Articles - TikTok and pensions the channel you did not know you needed


Last year Ofcom reported that, for the first time, Instagram was the most popular news source among young people in Great Britain. 29% of teens used it as a news source which is an extremely high proportion of that age group. Furthermore, the number of people consuming news content on TikTok – a Chinese-owned social media channel – increased from 800,000 in 2020 to 3.9 million in 2022. And there’s no sign of that growth slowing.

 By David Millar, Head of Communications at LCP

 Why is this a pensions communications issue? At risk of drawing upon stereotypes too strongly, consider the average pension trustee board. These are the people who make decisions about what communication should be given to members and the various channels that should be used. Habits are hard to break – if you’ve always done annual presentations and a newsletter, you’ll probably always do annual presentations and a newsletter. But should you? If your membership includes younger as well as older members, there’s an argument to be made to review the media you’re using very regularly. And to consider if the board’s personal experience is the best place to decide on the kinds of media that should be used. If your board represents a diverse cross-section of the audience, this may not be an issue. But with the challenge of recruiting trustees, diversity is often a problem.

 “But David”, I hear you cry, “why does TikTok matter to me? I’m never going to use it as a communication channel and it contains no pensions information.” Well, that’s where you’d be wrong.

 Pensions has come to TikTok. But not perhaps in the way we’d want it to. It’s not a channel that trustees use and isn’t one that the big providers are using yet for pensions comms – and there’s good reason for that. But that doesn’t mean no one is talking pensions on that channel. They are – but perhaps not with the messages you might want to see. ‘Why pensions are a lie’ is a short TikTok video explaining why company pensions are a terrible investment for the young, including the alarming news that - and I summarise broadly here - if you retire in your mid sixties you’ll be too old to enjoy the money you’ve saved and as you’ll like be dead in five years anyway why not spend it now while you’re young enough to enjoy it? And that video isn’t alone.
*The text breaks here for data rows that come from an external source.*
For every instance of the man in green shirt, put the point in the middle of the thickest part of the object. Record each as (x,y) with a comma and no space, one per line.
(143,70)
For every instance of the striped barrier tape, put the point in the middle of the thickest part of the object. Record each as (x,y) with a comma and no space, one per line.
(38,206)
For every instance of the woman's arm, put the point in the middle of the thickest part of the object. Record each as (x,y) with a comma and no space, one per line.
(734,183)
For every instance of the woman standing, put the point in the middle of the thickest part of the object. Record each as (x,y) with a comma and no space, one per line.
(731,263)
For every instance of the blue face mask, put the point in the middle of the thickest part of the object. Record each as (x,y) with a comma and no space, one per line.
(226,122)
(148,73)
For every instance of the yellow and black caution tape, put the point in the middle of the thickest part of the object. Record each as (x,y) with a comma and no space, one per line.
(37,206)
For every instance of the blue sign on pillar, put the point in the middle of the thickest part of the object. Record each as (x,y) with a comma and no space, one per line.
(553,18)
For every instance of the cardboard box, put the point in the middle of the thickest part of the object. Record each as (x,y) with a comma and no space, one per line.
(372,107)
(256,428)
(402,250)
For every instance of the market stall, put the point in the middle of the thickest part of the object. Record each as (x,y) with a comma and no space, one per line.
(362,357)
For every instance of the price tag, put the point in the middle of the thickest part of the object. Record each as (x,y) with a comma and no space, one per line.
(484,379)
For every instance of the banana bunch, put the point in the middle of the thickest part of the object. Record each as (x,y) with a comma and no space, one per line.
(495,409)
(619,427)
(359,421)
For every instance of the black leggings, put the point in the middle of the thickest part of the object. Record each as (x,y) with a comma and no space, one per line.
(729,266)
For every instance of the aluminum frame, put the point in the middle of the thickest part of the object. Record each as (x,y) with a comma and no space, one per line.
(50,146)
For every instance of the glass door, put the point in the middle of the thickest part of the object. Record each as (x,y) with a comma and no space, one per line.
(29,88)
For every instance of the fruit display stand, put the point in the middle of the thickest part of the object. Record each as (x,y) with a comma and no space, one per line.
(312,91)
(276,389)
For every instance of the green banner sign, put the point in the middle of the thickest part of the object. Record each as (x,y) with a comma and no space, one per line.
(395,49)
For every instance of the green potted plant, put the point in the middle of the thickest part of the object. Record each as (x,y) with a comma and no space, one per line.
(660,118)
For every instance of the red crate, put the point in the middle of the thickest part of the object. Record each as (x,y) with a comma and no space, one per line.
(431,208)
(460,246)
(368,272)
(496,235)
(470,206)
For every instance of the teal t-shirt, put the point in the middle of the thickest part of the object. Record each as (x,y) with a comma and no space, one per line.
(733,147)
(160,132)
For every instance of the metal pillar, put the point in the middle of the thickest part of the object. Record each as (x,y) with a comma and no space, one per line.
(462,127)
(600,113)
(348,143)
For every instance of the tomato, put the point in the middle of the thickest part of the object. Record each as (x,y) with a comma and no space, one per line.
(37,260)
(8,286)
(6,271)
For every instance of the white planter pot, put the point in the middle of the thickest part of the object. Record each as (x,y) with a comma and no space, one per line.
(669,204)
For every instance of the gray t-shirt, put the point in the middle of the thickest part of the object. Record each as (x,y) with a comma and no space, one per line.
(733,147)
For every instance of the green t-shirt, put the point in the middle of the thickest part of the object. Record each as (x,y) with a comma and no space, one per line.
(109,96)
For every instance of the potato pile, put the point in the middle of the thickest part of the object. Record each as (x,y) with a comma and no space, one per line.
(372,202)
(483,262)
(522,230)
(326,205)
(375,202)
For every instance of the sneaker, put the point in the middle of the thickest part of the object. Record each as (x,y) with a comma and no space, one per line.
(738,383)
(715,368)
There are several others from ‘advisers’ who seem intent upon casting aspersions on company pension schemes, perhaps with a view to ‘helping’ members to transfer to other investments.

 Would anyone fall for a video on TikTok? No. At least, I doubt it. In isolation.

 But no communication is in isolation. We bring with us our experiences and biases and apply that to what we hear and learn. And that’s the concern – if you engage with a short, compelling video that offers you an enticing option at a time when you are open to this suggestion, it just might start to influence you. And social media is all about influencers.

 The good news is that ‘influencing’ isn’t just something that is reserved for those who use social media – trustees, employers, governance groups and pensions managers can all influence too. The ‘brand’ of the pension scheme, the corporate sponsor or even the well-regarded face of HR all have power that can be used to influence employees and members to develop good habits, continue saving, read future communications and understand their pension benefits at least well enough to protect themselves from scams. How? By communicating effectively, which probably means little and often, in different ways to different parts of the audience and using different channels to reach different personalities.

 Three top tips to take away:
 Don’t stop communicating. There’s always something to say and if you aren’t talking pensions, someone else is (and you might not like what they are saying).

 Work out your key message and say it clearly and often. Repeat it across all media and channels. Ask the question ‘what one thing do I want people to know’ and focus on that.

 Use multiple channels and vary your tone-of-voice to suit. Long-form content tends to be slightly more formal, whereas you have more permission to be light-hearted in a blog or a short social media post. Different people will engage with different content so try to reach them all.